L'auteur de ce sermon est le comte-évêque de Münster, Mgr Clemens-August von Galen (68 ans). Il lance du haut de sa chaire : « C'est une doctrine effrayante que celle qui cherche à justifier le meurtre d'innocents, qui autorise l'extermination de ceux qui ne sont plus capables de travailler, les infirmes, de ceux qui ont sombré dans la sénilité... N'a-t-on le droit de vivre qu'aussi longtemps que nous sommes productifs ? ».

André Larané
Une idéologie « progressiste »

Le massacre délibéré des handicapés par l'administration allemande est l'aboutissement monstrueux d'une idéologie « de progrès », le darwinisme social, une perversion de la théorie de la sélection naturelle de Charles Darwin.
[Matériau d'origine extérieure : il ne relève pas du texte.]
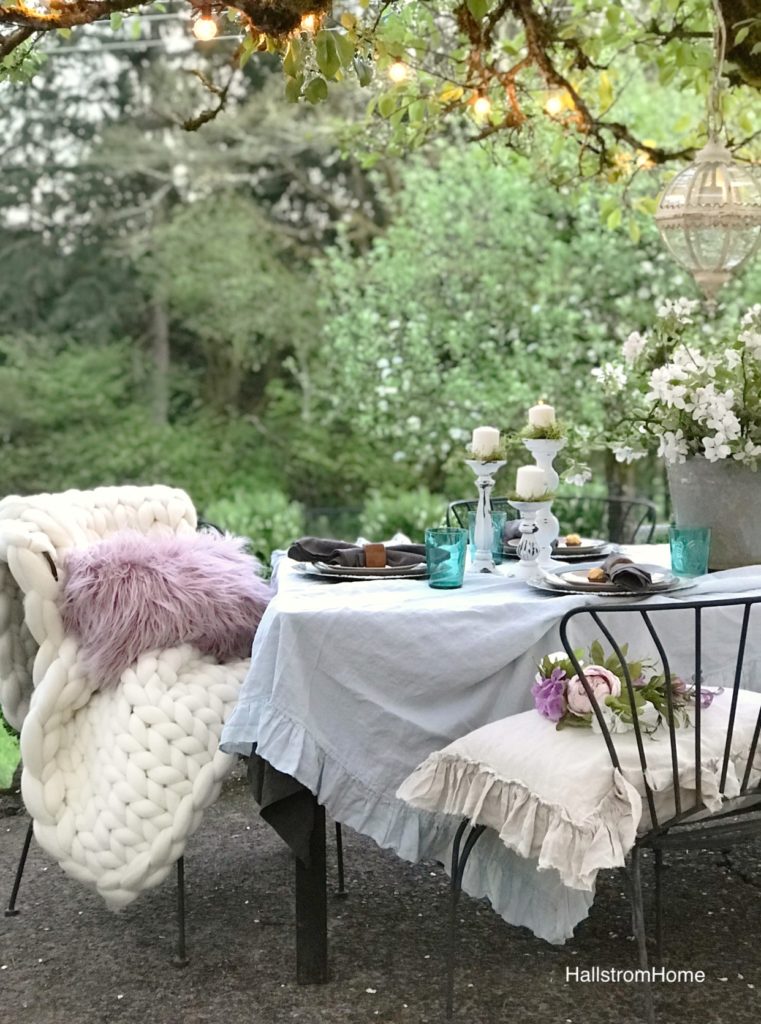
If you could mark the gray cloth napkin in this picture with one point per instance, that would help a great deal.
(318, 549)
(622, 571)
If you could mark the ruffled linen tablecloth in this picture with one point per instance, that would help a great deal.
(352, 685)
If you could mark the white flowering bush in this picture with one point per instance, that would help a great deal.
(683, 389)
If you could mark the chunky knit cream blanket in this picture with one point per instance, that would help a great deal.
(115, 779)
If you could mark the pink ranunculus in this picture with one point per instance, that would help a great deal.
(602, 682)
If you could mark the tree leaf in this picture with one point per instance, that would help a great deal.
(326, 53)
(294, 56)
(344, 48)
(316, 90)
(364, 71)
(451, 93)
(293, 88)
(386, 104)
(478, 8)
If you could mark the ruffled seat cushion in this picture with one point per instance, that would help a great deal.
(132, 593)
(554, 796)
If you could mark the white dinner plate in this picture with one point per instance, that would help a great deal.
(325, 571)
(589, 546)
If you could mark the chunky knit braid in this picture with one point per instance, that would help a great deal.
(115, 779)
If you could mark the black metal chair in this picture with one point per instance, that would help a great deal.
(690, 824)
(621, 520)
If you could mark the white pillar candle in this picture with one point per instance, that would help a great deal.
(531, 482)
(485, 440)
(541, 415)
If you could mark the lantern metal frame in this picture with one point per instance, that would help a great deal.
(710, 214)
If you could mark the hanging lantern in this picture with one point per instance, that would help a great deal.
(710, 214)
(710, 217)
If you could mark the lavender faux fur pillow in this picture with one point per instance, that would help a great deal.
(132, 593)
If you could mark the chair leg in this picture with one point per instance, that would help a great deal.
(181, 957)
(341, 891)
(458, 870)
(11, 910)
(639, 929)
(659, 907)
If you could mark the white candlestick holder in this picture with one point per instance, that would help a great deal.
(535, 545)
(544, 451)
(483, 530)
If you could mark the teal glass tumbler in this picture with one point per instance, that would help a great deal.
(445, 553)
(690, 547)
(499, 519)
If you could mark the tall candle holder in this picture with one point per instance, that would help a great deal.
(544, 451)
(536, 539)
(482, 532)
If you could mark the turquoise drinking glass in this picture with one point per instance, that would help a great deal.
(499, 519)
(445, 553)
(690, 547)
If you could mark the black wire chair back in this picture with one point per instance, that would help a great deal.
(621, 520)
(698, 625)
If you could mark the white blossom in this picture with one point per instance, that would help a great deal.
(752, 316)
(611, 376)
(752, 340)
(673, 446)
(725, 424)
(749, 453)
(624, 453)
(732, 358)
(680, 309)
(664, 388)
(715, 448)
(633, 346)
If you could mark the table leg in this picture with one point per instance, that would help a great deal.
(311, 908)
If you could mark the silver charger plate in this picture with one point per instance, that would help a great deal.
(323, 570)
(555, 585)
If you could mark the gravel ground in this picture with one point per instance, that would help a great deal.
(67, 960)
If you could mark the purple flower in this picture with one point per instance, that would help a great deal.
(549, 695)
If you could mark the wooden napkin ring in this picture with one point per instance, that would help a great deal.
(375, 556)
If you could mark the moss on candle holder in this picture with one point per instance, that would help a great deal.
(548, 496)
(496, 455)
(553, 432)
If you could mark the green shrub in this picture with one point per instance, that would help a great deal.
(265, 516)
(407, 512)
(8, 753)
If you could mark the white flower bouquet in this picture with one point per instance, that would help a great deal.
(684, 390)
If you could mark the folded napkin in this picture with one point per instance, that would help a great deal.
(318, 549)
(622, 571)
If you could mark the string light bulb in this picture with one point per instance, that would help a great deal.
(481, 107)
(554, 104)
(205, 28)
(398, 72)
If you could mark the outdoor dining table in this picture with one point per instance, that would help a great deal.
(352, 684)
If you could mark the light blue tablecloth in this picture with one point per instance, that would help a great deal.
(352, 684)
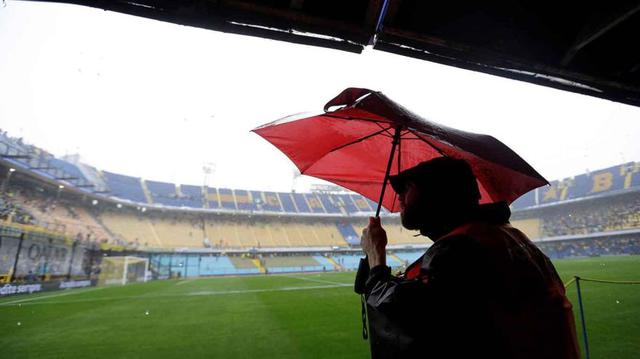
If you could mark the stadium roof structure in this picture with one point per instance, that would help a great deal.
(583, 47)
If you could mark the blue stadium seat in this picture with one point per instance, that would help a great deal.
(226, 198)
(287, 202)
(349, 234)
(314, 203)
(301, 203)
(329, 202)
(125, 187)
(244, 200)
(191, 196)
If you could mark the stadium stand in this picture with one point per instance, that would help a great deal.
(190, 196)
(190, 230)
(598, 215)
(125, 187)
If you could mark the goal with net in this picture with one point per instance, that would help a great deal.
(123, 270)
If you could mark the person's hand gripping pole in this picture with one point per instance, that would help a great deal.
(374, 242)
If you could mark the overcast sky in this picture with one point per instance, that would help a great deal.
(158, 100)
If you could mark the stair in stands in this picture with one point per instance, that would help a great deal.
(147, 194)
(258, 264)
(335, 264)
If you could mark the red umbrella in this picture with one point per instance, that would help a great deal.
(362, 137)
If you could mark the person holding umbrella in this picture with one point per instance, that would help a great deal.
(483, 287)
(482, 290)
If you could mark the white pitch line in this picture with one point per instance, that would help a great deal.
(317, 280)
(203, 293)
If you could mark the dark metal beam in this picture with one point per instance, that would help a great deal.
(596, 32)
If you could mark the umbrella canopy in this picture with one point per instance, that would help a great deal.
(363, 136)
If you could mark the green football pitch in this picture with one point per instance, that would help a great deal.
(279, 316)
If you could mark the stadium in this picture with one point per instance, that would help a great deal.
(108, 264)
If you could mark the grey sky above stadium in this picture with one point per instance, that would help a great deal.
(157, 100)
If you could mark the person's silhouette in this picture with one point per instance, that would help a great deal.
(483, 289)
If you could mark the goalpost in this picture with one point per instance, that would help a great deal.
(123, 270)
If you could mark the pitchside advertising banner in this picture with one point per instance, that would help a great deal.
(609, 180)
(30, 288)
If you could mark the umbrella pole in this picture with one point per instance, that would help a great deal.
(396, 140)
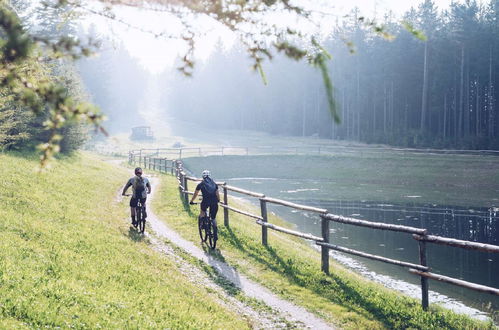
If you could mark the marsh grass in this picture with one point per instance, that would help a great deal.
(69, 259)
(461, 180)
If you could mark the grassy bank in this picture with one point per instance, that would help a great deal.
(395, 177)
(69, 259)
(291, 268)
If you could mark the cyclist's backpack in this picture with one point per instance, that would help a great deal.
(210, 186)
(139, 186)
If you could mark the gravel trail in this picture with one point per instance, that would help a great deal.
(281, 314)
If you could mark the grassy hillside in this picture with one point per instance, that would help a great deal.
(291, 268)
(68, 258)
(462, 180)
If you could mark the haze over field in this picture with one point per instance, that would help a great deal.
(341, 114)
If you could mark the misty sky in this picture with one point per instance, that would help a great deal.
(158, 54)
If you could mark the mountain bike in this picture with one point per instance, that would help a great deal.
(140, 213)
(208, 231)
(140, 216)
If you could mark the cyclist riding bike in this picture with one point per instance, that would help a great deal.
(211, 196)
(140, 187)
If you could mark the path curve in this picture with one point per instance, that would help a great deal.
(289, 311)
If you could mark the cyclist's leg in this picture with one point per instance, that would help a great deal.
(143, 201)
(133, 205)
(202, 210)
(213, 213)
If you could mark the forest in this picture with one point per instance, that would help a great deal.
(397, 90)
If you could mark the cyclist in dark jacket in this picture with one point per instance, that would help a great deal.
(140, 187)
(211, 196)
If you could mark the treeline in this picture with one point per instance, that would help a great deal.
(439, 93)
(20, 127)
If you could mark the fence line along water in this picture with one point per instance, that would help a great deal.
(420, 235)
(179, 153)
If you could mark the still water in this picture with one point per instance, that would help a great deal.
(465, 223)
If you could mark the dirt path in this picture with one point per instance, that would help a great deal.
(281, 314)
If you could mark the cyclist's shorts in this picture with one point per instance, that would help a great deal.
(134, 201)
(213, 209)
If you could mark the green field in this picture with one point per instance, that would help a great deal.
(68, 258)
(396, 177)
(291, 268)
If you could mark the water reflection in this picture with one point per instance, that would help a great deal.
(479, 225)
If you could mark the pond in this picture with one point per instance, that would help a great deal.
(465, 223)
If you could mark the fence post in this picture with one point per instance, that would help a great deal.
(226, 211)
(325, 250)
(424, 280)
(263, 207)
(186, 195)
(181, 183)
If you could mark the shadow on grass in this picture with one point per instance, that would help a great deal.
(134, 235)
(330, 287)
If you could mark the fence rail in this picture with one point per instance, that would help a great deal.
(179, 153)
(420, 235)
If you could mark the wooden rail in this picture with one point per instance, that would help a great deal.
(458, 243)
(244, 192)
(289, 231)
(373, 256)
(419, 234)
(455, 281)
(254, 216)
(374, 225)
(293, 205)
À la fin du XIXe siècle et au début du XXe siècle au nom de la selection naturelle, il n'était pas choquant que les êtres les plus faibles disparaissent au profit des êtres les mieux armés pour survivre. Cette démarche scientiste s'avère en totale rupture avec l'éthique chrétienne qui avait jusque-là dominé en Europe.
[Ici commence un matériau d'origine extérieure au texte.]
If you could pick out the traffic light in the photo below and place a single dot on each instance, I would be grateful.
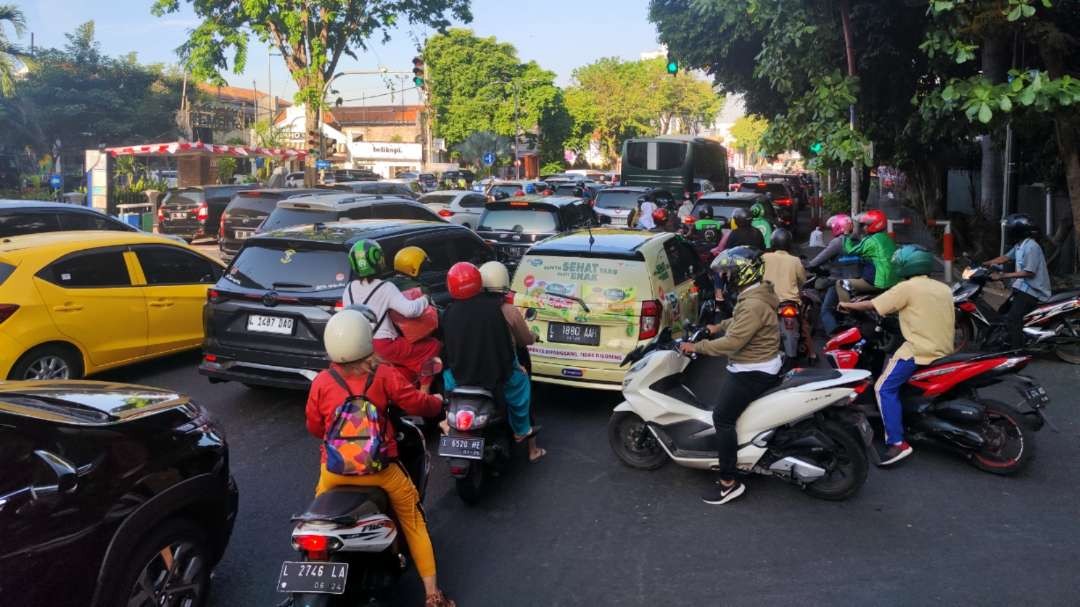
(418, 71)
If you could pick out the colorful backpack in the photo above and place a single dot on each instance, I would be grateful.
(355, 442)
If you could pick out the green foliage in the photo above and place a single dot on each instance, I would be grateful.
(472, 83)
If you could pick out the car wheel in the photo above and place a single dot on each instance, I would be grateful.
(171, 566)
(48, 362)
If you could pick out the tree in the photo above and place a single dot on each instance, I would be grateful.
(480, 84)
(310, 35)
(747, 132)
(12, 16)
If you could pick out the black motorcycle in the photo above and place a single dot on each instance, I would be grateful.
(350, 550)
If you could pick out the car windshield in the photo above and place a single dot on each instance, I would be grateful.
(283, 268)
(285, 217)
(436, 199)
(520, 220)
(617, 200)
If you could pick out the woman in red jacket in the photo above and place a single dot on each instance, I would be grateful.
(348, 340)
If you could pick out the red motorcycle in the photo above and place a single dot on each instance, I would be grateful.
(942, 404)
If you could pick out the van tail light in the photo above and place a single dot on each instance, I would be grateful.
(7, 310)
(650, 320)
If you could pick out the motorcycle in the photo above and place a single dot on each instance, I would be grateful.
(804, 431)
(350, 550)
(1053, 325)
(941, 402)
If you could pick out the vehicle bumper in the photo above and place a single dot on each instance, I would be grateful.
(565, 373)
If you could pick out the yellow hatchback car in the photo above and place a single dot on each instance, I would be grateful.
(598, 295)
(73, 304)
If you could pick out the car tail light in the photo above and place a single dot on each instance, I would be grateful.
(463, 419)
(7, 310)
(650, 320)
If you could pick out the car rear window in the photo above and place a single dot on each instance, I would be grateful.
(5, 270)
(617, 200)
(282, 267)
(520, 220)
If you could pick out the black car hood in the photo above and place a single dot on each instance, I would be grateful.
(90, 402)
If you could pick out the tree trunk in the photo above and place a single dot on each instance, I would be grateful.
(995, 68)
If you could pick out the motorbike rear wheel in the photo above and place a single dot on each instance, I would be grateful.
(1008, 449)
(848, 470)
(633, 443)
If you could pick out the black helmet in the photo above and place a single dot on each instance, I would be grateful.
(782, 240)
(1020, 226)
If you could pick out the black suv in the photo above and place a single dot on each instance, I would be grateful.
(516, 224)
(109, 495)
(192, 213)
(245, 213)
(265, 319)
(34, 216)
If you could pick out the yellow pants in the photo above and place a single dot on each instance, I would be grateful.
(405, 500)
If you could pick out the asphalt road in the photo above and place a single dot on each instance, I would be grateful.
(579, 528)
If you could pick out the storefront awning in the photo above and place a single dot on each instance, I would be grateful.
(199, 148)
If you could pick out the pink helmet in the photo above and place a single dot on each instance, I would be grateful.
(839, 224)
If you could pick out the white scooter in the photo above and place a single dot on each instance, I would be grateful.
(806, 431)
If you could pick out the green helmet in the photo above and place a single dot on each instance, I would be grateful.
(366, 259)
(913, 260)
(742, 264)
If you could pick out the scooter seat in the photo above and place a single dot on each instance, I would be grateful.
(346, 504)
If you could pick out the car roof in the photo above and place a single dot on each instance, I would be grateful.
(85, 403)
(64, 242)
(349, 231)
(338, 201)
(604, 242)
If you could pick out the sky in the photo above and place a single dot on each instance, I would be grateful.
(559, 35)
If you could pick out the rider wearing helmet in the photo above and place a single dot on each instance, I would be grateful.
(1031, 284)
(759, 221)
(751, 341)
(355, 369)
(927, 322)
(372, 289)
(480, 349)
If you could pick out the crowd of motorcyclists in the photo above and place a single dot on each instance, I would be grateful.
(383, 350)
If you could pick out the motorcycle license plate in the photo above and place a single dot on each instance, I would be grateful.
(315, 577)
(461, 447)
(1037, 395)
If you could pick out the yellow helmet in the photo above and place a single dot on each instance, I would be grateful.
(408, 260)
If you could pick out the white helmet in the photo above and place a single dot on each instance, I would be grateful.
(348, 336)
(495, 277)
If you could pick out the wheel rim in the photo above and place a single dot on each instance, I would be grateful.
(1004, 445)
(173, 578)
(48, 367)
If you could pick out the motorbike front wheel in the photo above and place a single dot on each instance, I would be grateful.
(1008, 449)
(633, 443)
(847, 471)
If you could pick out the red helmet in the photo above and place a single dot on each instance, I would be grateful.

Les « progressistes » de tous bords s'accommodent de l'eugénisme, c'est-à-dire l'amélioration de l'espèce humaine par une sélection à la naissance ou à la conception, à la façon dont procèdent de toute éternité les éleveurs de bétail.

C'est ainsi qu'au début du XXe siècle sont édictées dans certains États américains (Indiana, 1907) des lois qui permettent à l'administration de stériliser d'office, dans l'intérêt de la société, les personnes simples d'esprit ou handicapées, sans recours possible pour les familles et les tuteurs. Le gouvernement social-démocrate de Suède prend des lois dans le même sens en 1922 sans que cela choque le moins du monde l'opinion éclairée d'Europe.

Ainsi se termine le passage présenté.